In 2009, I visited an exhibition called QUILTS at the V&A in London. Among the many astonishing and beautiful pieces of patchwork, there was one that particularly caught my attention. This was a coverlet made by some of the transported female convicts on the ship Rajah, which set off from London in April, 1841 bound for van Diemen's Land (modern Tasmania). I stood in front of it for a long time, amazed at its beauty and struck by its interesting history.
On this voyage, the convicts were accompanied by Kezia Hayter, a young woman of 23, who was a relative of George Hayter, one of Queen Victoria's court painters. She had been helping the Ladies of the Prison Committee to make life for women prisoners in London's gaols more bearable and she was appointed as a Matron to accompany the women on the Rajah and help them acquire needleworking skills which would come in useful in their new lives on the other side of the world.
I realised, as soon as I left the V&A, that one day I would write about this story: the voyage and the making of the patchwork.
More than a decade later, in early 2021, a novel by me, called DANGEROUS WOMEN, will be published simultaneously by Michael Joseph in UK and Berkley in the USA. It will, however, not appear under my name but under my pseudonym: Hope Adams.
I have three reasons for adopting a pseudonym for this book. The first is: it's not the sort of book I have ever written before (a historical novel for adults, inspired by a real event) Secondly, Hope Adams is the name I used to submit the book to publishers. I didn't want anyone who read it at that stage to be influenced one way or another by knowing about my other books. And thirdly, it feels right to have a new name for what has been a kind of reinvention of the sort of book I write. I chose Hope because I was living in hope all the time I was writing the book over the last few years, and Adams because it's at the beginning of the alphabet and because, unlike Geras, you don't have to tell people how to pronounce it. The pseudonym is not a secret. I've already done events under that name, and I will be putting up tweets from and about Hope Adams' progress and the publication of the novel on Twitter.
Between 2009 and 2017, I thought about the book and picked it up and put it down from time to time. In 2010 we moved from Manchester to Cambridge. I wrote two novels Cover Your Eyes and Love or Nearest Offer (pub Quercus pbk) which could be described as 'women's fiction.'
In 2018, I wrote the first 20,000 words or so of what became Conviction. I submitted it to an agent (Nelle Andrew) under my pseudonym and felt very lucky that she offered to represent me.

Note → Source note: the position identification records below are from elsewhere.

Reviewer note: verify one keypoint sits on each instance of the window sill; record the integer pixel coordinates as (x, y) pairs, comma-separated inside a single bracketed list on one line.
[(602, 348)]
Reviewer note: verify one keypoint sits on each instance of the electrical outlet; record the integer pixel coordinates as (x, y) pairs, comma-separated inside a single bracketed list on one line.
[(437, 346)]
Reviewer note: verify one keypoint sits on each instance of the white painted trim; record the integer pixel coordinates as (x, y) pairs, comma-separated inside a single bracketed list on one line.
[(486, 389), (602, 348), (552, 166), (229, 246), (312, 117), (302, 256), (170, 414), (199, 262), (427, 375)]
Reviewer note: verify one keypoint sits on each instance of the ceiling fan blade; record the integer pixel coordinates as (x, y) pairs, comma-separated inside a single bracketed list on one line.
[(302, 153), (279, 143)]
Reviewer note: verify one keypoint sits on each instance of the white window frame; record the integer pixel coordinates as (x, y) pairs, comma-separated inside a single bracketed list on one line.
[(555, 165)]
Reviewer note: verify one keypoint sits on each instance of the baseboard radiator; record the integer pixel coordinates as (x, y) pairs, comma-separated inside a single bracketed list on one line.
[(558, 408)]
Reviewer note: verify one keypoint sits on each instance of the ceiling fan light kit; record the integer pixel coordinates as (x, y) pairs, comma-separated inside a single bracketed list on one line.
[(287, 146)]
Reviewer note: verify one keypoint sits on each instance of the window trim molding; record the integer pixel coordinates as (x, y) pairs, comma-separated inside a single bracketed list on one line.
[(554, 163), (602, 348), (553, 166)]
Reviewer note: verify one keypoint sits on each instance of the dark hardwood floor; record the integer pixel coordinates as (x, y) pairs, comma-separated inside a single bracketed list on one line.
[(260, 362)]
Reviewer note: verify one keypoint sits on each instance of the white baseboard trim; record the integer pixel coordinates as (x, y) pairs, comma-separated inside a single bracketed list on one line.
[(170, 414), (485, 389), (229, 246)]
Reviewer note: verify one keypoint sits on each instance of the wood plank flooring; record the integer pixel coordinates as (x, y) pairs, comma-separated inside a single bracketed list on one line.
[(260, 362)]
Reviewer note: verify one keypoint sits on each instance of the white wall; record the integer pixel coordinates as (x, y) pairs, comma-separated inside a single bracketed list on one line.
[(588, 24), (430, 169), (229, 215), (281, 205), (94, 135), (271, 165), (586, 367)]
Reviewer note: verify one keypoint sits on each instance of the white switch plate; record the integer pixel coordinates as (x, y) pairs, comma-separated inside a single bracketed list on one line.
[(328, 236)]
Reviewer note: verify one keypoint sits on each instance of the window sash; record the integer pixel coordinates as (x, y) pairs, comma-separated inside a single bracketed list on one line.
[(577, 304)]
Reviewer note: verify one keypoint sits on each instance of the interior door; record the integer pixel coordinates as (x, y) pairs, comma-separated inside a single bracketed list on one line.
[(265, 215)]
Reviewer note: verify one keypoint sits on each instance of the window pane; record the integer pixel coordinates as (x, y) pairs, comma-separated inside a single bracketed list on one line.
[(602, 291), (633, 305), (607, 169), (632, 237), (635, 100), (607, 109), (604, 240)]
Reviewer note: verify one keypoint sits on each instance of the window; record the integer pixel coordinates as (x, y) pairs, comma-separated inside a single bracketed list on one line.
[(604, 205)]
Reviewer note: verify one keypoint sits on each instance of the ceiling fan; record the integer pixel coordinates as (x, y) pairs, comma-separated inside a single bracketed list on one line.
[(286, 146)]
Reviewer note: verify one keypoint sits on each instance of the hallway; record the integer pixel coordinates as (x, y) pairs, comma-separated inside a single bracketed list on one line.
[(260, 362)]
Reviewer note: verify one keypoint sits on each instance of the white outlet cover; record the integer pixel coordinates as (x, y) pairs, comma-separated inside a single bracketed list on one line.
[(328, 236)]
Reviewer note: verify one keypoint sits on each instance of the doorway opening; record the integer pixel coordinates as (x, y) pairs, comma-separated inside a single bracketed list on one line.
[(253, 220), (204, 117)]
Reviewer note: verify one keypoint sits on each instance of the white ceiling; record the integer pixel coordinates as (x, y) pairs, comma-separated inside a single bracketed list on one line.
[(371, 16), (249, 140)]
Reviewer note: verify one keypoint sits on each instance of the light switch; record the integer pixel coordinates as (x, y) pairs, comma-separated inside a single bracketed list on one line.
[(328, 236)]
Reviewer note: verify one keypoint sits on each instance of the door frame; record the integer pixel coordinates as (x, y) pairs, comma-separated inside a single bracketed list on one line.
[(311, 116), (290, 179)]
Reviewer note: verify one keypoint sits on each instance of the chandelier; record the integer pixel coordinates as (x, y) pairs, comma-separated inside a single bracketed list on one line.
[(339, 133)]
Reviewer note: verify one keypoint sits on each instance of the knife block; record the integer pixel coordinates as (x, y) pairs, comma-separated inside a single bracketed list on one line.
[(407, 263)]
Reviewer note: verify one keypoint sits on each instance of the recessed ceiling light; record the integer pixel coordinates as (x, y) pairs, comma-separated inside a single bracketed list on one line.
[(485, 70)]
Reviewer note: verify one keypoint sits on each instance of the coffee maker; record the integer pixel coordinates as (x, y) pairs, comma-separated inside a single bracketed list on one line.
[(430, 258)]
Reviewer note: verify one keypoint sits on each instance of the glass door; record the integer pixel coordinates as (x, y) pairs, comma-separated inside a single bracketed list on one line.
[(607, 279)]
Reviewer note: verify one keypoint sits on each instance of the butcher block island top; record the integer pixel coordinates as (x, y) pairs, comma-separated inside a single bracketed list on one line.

A lot of hard rewriting then followed and in early 2019, the novel was bought in a two- book deal. This is a link to the piece about it in the Bookseller:
I was much relieved to see this appear, because almost from my first sight of the Rajah Quilt, I've been worried that someone might beat me to it, and write a novel about this historical event before my own book appeared. My next novel, which I hope to be writing this year, is inspired by the work of the Scottish artist, Phoebe Anna Traquair.
I said I would mention Carolyn Ferguson again. When we moved to Cambridge, I met her again after not seeing her for several decades. We were at school together but had lost touch entirely. Then she emailed me and it was a happy coincidence that we'd both ended up in Cambridge. But even better....and ever so slightly spookier...Carolyn is not only a gifted quilter herself but also an expert on 19th century textiles who has written quite extensively about ... the Rajah Quilt. I felt as though I'd been gifted a cross between a wonderful resource and a special guiding light for the novel: someone who was as struck with Kezia Hayter's achievements as I was. I cannot overstate what a great help to me she's been. If the book has any historical authenticity, it's thanks to Carolyn.
I've not said much about what happens in the story, apart from the one fact we know: that the patchwork coverlet was made. I've is constructed a fictional narrative around what is known about this very well-documented voyage. I hope that readers will enjoy the book and give Hope Adams a welcome when she appears in the shops next year.